2 cups cooked Riceland Extra Long Grain Rice
1 8-ounce package cream cheese, softened
1 12-ounce can strawberry pie filling
1 cup powdered sugar
1 13-ounce carton frozen whipped topping, thawed
1 6-ounce package coconut instant pudding
3 cups milk
1 cup coconut flakes, toasted
1/4 cup chopped nuts
In a small mixing bowl, combine the rice and 1/3 of the cream cheese. Stir with a rubber spatula until well-combined. Spread mixture into the bottom of a 13x9-inch pan or baking dish. Top with the strawberry pie filling and chill for 30 minutes.

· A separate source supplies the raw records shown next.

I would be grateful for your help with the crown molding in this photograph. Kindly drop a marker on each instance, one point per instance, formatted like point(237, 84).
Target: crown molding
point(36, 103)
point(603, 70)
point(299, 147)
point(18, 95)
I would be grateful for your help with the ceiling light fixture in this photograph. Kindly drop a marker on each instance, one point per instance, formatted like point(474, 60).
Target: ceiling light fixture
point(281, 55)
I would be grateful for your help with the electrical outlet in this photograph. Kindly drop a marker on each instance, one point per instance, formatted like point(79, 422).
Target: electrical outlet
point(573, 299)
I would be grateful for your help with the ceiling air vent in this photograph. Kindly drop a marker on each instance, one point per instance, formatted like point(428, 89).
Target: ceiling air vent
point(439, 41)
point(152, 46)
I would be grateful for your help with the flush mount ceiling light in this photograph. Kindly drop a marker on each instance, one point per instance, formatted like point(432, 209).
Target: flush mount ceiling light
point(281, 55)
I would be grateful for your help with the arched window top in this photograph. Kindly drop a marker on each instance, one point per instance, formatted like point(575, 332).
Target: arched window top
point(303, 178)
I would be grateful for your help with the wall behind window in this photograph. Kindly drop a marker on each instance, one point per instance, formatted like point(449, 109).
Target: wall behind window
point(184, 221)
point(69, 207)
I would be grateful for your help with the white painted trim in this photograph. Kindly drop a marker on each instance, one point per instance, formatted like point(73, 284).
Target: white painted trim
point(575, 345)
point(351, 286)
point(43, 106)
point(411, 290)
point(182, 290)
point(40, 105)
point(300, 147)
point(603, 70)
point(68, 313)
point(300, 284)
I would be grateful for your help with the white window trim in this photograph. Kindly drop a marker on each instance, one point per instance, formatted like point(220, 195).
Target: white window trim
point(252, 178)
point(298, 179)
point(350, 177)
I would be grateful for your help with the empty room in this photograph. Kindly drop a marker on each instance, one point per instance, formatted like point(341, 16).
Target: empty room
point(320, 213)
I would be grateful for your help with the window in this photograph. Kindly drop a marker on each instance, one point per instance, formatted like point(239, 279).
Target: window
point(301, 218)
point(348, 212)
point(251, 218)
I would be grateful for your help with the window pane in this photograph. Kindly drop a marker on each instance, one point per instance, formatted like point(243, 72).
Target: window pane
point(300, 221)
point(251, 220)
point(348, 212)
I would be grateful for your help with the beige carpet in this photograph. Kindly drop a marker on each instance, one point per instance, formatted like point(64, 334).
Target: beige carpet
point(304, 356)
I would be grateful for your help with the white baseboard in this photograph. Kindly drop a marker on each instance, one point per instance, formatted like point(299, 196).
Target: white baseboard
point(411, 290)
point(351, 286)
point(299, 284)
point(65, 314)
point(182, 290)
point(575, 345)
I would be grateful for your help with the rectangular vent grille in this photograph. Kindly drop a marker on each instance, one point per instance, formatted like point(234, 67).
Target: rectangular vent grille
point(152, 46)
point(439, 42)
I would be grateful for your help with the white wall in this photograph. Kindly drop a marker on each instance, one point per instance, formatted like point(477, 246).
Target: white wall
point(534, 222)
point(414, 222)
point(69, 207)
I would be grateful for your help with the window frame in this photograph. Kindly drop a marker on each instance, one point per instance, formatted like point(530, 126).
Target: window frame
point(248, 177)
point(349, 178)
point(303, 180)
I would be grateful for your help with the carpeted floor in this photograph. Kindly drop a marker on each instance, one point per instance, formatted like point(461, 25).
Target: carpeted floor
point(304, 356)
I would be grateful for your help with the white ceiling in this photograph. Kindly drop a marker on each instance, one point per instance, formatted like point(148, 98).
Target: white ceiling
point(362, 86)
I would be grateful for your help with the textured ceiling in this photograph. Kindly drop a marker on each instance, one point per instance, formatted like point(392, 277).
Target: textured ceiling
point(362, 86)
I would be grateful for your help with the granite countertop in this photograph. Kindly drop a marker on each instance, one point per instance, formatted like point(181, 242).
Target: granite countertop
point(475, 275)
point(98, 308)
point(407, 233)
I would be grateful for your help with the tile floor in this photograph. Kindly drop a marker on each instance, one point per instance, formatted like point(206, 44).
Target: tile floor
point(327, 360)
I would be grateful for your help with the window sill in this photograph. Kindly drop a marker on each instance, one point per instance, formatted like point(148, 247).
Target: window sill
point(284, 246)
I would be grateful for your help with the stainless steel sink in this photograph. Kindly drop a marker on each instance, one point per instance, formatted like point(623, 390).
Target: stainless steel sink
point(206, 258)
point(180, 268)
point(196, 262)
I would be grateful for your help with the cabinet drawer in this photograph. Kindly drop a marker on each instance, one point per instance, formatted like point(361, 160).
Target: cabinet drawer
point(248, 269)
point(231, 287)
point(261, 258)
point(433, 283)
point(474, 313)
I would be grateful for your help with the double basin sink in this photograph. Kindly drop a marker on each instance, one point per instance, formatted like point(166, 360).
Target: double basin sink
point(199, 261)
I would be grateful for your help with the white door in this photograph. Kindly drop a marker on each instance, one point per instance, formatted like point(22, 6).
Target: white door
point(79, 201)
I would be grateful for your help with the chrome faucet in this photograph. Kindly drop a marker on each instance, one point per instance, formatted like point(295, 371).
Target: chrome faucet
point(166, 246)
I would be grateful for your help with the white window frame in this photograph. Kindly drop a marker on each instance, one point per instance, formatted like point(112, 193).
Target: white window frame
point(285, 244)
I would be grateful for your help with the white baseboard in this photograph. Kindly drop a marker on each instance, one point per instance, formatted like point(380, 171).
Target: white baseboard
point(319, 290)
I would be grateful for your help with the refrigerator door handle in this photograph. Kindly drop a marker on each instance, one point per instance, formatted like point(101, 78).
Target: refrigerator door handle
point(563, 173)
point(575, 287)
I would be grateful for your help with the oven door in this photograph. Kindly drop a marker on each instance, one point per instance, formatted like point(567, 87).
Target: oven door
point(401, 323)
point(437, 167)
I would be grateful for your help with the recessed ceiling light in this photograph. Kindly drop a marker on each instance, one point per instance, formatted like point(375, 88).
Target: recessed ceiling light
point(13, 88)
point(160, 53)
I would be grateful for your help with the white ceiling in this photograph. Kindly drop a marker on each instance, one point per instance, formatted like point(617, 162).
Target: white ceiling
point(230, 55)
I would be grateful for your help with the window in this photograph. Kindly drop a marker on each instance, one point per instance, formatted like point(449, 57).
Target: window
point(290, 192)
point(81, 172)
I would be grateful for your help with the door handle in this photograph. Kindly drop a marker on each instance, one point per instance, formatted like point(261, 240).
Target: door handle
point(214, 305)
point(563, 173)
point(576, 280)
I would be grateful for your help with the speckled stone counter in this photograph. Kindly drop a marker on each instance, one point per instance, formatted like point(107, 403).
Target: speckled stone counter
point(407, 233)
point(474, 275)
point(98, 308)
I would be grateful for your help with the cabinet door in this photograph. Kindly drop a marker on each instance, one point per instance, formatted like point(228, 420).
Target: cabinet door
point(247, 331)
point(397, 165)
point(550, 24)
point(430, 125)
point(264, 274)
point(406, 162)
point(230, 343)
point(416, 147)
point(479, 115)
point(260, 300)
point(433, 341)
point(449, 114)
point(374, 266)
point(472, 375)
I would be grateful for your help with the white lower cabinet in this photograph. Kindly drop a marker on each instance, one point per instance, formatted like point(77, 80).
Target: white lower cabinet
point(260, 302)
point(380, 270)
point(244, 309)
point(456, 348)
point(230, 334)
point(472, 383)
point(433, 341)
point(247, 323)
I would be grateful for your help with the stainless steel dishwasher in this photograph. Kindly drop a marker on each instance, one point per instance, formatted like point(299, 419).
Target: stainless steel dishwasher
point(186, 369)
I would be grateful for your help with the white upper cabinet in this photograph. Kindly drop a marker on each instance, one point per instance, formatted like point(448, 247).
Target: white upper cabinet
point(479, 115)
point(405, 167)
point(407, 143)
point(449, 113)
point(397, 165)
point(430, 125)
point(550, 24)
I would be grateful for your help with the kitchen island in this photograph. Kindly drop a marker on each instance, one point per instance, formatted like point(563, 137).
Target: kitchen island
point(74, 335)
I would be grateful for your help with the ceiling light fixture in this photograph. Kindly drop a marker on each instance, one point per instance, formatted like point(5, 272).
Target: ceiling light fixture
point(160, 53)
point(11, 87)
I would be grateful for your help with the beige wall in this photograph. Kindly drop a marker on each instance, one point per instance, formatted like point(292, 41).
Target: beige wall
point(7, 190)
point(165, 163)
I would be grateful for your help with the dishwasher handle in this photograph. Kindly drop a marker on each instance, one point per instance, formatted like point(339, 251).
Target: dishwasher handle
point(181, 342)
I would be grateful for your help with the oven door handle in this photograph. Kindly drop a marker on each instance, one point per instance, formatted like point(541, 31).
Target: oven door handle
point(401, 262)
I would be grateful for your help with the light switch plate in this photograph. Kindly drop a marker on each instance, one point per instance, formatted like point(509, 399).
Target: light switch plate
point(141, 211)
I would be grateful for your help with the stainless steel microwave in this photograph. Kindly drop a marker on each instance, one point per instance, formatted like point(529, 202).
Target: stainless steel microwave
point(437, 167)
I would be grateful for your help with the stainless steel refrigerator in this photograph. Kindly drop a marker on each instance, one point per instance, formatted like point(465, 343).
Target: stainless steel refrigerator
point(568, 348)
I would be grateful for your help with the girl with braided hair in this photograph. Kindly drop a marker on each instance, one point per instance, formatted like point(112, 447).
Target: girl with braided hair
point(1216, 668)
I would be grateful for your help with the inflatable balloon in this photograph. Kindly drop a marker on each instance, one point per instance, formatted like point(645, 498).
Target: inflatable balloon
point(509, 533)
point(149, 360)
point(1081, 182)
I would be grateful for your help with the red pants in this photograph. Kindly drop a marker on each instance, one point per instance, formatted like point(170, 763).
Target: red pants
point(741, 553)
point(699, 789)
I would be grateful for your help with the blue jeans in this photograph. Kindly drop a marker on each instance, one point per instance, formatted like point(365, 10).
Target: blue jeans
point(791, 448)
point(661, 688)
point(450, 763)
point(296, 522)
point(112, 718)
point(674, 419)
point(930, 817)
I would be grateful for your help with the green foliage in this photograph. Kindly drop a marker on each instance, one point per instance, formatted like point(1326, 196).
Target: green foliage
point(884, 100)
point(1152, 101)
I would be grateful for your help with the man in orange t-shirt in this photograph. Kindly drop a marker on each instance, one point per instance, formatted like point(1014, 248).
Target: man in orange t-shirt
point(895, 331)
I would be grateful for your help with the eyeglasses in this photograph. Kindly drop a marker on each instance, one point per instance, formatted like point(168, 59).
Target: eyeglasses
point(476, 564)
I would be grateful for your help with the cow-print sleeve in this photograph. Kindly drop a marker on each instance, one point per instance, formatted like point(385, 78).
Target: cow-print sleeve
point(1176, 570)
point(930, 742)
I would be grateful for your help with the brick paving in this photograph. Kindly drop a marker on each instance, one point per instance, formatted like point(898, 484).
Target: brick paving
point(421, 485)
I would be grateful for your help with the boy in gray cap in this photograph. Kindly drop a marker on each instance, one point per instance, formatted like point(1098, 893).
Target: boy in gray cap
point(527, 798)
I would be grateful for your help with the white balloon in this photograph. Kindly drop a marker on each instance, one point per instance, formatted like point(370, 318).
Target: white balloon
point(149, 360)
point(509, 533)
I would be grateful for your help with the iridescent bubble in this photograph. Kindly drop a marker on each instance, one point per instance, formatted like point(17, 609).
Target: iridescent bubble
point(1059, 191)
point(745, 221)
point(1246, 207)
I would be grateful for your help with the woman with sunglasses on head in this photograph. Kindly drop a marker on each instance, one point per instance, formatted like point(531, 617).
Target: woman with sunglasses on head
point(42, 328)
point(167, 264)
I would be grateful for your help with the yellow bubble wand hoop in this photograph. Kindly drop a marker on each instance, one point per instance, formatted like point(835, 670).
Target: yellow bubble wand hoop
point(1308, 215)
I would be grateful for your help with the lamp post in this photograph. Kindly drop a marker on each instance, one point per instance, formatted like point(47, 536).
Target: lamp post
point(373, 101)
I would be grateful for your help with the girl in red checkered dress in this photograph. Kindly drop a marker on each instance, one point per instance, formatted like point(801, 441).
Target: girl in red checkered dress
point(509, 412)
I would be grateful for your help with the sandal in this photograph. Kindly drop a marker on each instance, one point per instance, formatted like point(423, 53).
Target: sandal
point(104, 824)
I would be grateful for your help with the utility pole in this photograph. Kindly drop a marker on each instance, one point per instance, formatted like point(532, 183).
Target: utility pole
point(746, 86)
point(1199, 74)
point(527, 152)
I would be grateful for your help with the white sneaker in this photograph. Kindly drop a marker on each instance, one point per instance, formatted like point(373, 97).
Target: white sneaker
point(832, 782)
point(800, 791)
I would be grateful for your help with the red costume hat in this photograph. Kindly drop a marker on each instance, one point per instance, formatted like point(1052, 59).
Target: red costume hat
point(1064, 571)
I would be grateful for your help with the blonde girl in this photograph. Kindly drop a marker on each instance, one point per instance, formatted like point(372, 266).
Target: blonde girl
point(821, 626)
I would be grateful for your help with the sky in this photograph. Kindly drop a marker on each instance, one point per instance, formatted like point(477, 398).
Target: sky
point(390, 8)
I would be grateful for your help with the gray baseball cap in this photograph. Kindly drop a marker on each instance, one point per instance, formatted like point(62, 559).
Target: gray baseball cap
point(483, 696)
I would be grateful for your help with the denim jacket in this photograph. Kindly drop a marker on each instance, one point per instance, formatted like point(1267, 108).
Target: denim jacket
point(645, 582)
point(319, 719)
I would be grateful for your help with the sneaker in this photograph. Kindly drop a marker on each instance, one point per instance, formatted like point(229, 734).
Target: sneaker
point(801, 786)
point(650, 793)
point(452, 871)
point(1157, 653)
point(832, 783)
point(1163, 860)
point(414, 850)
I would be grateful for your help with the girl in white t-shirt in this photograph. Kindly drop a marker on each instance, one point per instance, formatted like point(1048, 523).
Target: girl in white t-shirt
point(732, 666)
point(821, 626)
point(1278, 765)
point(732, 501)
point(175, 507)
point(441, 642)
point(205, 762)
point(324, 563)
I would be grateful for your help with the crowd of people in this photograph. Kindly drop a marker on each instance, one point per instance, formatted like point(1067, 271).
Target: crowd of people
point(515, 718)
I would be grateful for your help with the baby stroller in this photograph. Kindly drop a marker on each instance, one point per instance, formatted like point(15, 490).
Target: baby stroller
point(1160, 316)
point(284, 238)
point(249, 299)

Meanwhile, in a medium mixing bowl combine the remaining cream cheese and powdered sugar, stirring until smooth. Fold in half of the whipped topping, mixing until well-combined. Spread mixture on top of strawberry pie filling.
Mix together the pudding and milk and beat until thick. Spread mixture on top of the cream cheese mixture. Spread remaining whipped topping on top of pudding.
Refrigerate dessert at least 1 hour or up to 12 hours. Top with the toasted coconut and chopped nuts before serving.
TIP: Swap out the strawberry pie filling for apple or blueberry pie filling for a new twist on this dessert!